270MB/s MIMO router and a 8mb/s cable line.


----------



## InvaderPichu (Oct 11, 2006)

Mediacom cable internet. My laptop connects to my brother's PC via a Linksys router.


----------



## DarkMeW (Oct 11, 2006)

cable modem, sadly I'll be back on dial up in a couple months


----------



## CyberFoxx (Oct 13, 2006)

Let's see, from the VIA Rhine II NIC on my motherboard, we follow the Cat-5e up to the attic to a D-Link 5-port switch. Then we follow another Cat-5e line along the outside wall of the house down to the basement to a D-Link 8-port switch. Then there's a short Cat-5e run to the Intel EtherExpress Pro 10/100 on the Pentium 3 450 acting as the Firewall/DHCP/DNS/IMAP Server/Transparent Squid Proxy/etc/etc/etc for the house. Then it's out the Linksys 10Mbit NIC, along another short Cat-5e run, to the Motorola Surfboard Cable modem and out to Roger's "wonderful" Cable-based network.

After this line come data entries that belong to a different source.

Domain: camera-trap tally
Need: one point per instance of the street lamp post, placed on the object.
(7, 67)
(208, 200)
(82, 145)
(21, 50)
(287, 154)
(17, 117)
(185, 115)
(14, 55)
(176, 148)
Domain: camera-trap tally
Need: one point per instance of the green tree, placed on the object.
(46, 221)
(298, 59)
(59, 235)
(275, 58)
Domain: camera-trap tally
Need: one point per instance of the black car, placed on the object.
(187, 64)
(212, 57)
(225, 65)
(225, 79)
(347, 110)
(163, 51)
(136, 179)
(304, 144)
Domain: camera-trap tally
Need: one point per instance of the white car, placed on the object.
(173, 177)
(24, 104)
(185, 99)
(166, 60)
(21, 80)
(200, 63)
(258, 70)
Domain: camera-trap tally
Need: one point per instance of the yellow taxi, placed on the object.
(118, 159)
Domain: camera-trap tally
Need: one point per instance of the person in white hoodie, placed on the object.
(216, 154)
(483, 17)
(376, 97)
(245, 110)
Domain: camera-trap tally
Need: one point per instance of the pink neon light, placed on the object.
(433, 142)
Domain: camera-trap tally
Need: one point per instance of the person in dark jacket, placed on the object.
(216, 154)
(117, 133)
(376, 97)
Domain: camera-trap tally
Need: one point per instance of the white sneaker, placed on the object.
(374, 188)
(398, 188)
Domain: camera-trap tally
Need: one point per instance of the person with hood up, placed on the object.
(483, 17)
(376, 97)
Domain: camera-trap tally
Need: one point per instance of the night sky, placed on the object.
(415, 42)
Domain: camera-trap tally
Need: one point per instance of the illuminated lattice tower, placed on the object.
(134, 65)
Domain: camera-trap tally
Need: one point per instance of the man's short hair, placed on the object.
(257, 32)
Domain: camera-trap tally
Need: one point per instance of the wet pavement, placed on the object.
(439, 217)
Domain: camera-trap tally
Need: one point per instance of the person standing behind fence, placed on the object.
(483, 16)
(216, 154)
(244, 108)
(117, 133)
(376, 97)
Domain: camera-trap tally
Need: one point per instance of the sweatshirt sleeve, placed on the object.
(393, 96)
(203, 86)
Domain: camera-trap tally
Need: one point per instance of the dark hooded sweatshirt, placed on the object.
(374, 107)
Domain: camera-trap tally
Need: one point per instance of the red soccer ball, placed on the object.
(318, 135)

Well, you asked how I connect. ^_^

BTW, I got the Express package, so that's 5Mbit/384Kbit. Sure the Extreme package at 10Mbit/1Mbit would be nice, but this is fast enough for me.


----------



## Kougar (Oct 14, 2006)

Cable internet -> wireless G router -> Powerline Ethernet plug jacks

Sat back and realized for all the money being spent to strengthen the super-G wireless signal to reach every corner of the house, it made far more sense to forget wireless and simply turn every plug in the house into a connection point. Using the now slightly outdated 85mbps Netgear equipment, but it's fast enough to give the full cable speed. The current Homeplug standard got bumped to 200mbps now. No drops, issues, or concerns about wireless security to worry about anymore...


----------



## locomojo (Oct 14, 2006)

4.7 megabits per second
Communications 4.7 megabits per second
Storage 567.9 kilobytes per second
1MB file download 1.8 seconds
Subjective rating Awesome

Roadrunner


----------



## uncia2000 (Oct 14, 2006)

By ripping out FA's HDD and sticking it in my PC might be my best option at present...

Erm, sorry; peak-time blues... :?


----------



## Dragoneer (Oct 15, 2006)

I connect to serious cable internets.


----------